Lourenço Lopes falava à imprensa em antecipação ao Dia Mundial da Liberdade de Imprensa, assinalado a 03 de Maio, ocasião que serviu para fazer um balanço do que considera os três pilares fundamentais da comunicação social em Cabo Verde.
No domínio da regulação, o governante sublinha a atuação da Autoridade Reguladora para a Comunicação Social (ARC), considerada independente e reforçada com novos poderes desde 2020, incluindo o licenciamento de órgãos de comunicação social e a atribuição de incentivos à imprensa.

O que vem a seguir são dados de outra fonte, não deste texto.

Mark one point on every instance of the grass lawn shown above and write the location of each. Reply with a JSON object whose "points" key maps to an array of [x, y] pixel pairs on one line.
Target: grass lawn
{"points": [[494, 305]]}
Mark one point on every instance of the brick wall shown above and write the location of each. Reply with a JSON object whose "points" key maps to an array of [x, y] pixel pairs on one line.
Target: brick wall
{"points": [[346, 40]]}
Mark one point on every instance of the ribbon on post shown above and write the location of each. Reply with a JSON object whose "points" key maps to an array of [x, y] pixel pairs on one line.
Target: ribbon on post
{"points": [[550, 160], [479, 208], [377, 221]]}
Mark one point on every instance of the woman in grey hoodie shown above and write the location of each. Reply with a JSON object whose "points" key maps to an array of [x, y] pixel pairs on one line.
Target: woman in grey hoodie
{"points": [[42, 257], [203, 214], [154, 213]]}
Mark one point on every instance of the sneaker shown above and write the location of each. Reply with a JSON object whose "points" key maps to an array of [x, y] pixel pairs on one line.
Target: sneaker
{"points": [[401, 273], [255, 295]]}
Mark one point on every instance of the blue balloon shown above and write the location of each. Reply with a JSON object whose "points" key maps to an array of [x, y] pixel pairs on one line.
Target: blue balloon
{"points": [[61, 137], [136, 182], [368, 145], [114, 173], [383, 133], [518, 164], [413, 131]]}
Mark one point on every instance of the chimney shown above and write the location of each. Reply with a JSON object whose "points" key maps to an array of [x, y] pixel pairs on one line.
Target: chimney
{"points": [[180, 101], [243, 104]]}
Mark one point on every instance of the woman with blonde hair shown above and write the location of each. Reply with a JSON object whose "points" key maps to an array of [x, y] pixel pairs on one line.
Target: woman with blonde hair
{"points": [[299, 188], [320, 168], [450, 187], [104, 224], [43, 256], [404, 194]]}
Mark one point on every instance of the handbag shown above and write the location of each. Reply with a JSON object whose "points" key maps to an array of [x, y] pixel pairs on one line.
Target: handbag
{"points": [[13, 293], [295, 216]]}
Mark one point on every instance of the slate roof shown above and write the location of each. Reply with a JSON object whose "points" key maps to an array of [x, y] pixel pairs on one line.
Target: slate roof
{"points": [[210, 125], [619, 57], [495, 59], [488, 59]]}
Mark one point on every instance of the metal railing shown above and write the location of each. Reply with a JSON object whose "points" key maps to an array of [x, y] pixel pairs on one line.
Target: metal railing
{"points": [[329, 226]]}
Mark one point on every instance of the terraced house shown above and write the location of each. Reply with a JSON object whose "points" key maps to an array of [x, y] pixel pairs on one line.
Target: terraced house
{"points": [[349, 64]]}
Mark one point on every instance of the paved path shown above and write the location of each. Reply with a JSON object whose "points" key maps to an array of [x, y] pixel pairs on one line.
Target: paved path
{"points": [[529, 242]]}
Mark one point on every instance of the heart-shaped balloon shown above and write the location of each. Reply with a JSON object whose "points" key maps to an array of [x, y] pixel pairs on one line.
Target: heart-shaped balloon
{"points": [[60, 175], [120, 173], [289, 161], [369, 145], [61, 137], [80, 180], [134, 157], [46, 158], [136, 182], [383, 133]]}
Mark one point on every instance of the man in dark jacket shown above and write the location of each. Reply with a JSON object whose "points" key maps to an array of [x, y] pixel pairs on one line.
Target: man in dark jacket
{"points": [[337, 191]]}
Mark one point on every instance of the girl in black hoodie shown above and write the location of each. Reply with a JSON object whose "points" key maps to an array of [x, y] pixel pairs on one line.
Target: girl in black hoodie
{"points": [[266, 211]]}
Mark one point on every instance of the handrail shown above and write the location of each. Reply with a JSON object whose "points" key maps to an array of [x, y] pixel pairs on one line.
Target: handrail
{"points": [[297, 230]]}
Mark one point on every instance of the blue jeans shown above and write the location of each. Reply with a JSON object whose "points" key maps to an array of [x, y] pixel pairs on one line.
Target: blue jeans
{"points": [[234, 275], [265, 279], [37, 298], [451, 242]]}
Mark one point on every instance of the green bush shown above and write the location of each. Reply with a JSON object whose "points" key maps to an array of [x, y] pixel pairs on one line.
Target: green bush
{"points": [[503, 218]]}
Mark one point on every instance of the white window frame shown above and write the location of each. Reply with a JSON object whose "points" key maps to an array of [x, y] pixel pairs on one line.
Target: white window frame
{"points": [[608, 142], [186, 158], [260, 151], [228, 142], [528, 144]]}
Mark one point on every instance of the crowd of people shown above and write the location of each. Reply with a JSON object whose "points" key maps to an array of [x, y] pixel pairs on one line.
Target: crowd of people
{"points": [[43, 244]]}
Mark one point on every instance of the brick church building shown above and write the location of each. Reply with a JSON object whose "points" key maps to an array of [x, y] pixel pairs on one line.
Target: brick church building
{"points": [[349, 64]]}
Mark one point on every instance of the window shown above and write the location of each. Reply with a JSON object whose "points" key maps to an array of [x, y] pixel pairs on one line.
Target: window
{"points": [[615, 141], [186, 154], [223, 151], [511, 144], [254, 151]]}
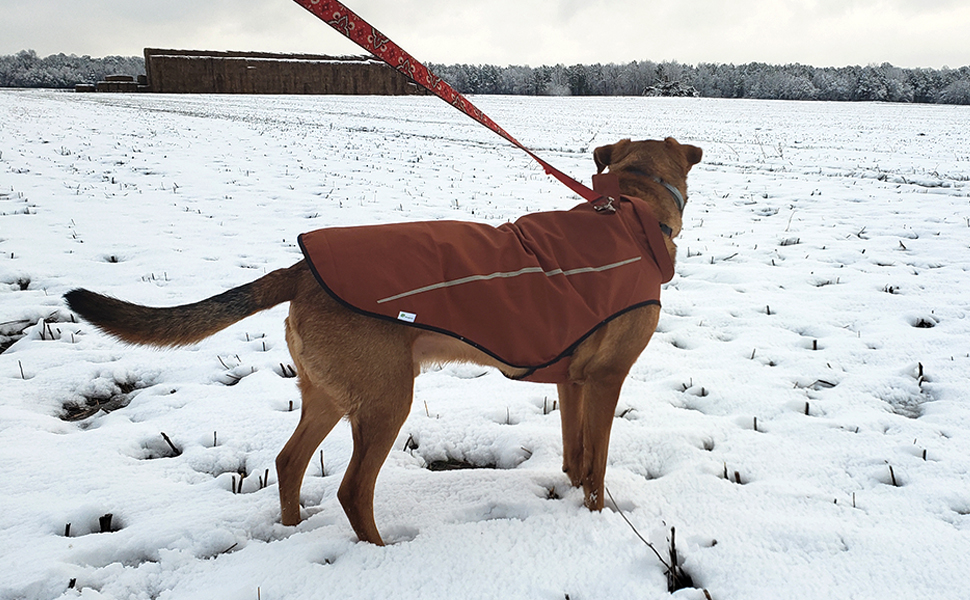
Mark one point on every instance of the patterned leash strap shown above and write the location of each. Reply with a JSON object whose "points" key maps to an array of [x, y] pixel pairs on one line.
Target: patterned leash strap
{"points": [[366, 36]]}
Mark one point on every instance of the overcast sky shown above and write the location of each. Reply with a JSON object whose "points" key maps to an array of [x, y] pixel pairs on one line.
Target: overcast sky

Investimentos nos privados
No setor público, o balanço apresentado aponta para investimentos significativos na Agência Cabo-verdiana de Notícias (Inforpress), fruto do novo contrato de serviço noticioso assinado com o Estado e que culminou no aumento da indemnização compensatória de 35 para 72 mil contos anuais, assim como da aprovação do novo Plano de Cargos, Funções e Remunerações(PCFR).
No que diz respeito à Rádio e Televisão Cabo-verdianas (RTC), Lopes frisou igualmente o aumento do financiamento público de 48 mil para 86 mil contos anuais e a aprovação recente do novo PCFR, admitindo, por outro lado, que este instrumento ainda carece de melhorias futuras para abranger todas as classes profissionais.
Promessas por cumprir aos privados
No que diz respeito às políticas públicas para o setor privado, “segmento importante para se garantir o pluralismo e a diversidade”, destacou a existência de “um quadro de incentivos importante”, onde se afigura a Lei dos Benefícios Fiscais e a Lei dos Incentivos de 2017, este último que disponibiliza cerca de 15 mil contos anuais à imprensa escrita e as rádios.
Ainda assim, admite que medidas estruturantes continuam por concretizar, nomeadamente o estatuto de utilidade pública para os órgãos privados, a regulamentação da publicidade institucional, a redistribuição da taxa audiovisual e a criação de um fundo de financiamento unificado.
“É um quadro que promove o setor privado, mas nós temos que ir muito mais além. E é por isso que temos um pacote ambicioso para o setor privado de comunicação social, que eu estou seguro, nos próximos tempos, será seguramente aprovado”, garantiu.
Desse “pacote” consta a redistribuição da taxa audiovisual, actualmente destinada apenas à RTC, em cerca de 20 mil contos/mês, e a criação de um núcleo unificador de tudo aquilo que são as fontes de financiamento do sector.
Condições criadas para cobertura eleitoral
Relativamente ao processo eleitoral, o SE garantiu que estão reunidas as condições logísticas, financeiras e humanas para assegurar uma cobertura mediática equilibrada e isenta das eleições legislativas, reforçando o compromisso dos órgãos públicos com a igualdade de tratamento entre partidos e candidatos.
Quanto aos privados, frisou a existência de protocolos entre a Comissão Nacional de Eleições para a prestação de serviços como a emissão de tempos de antena.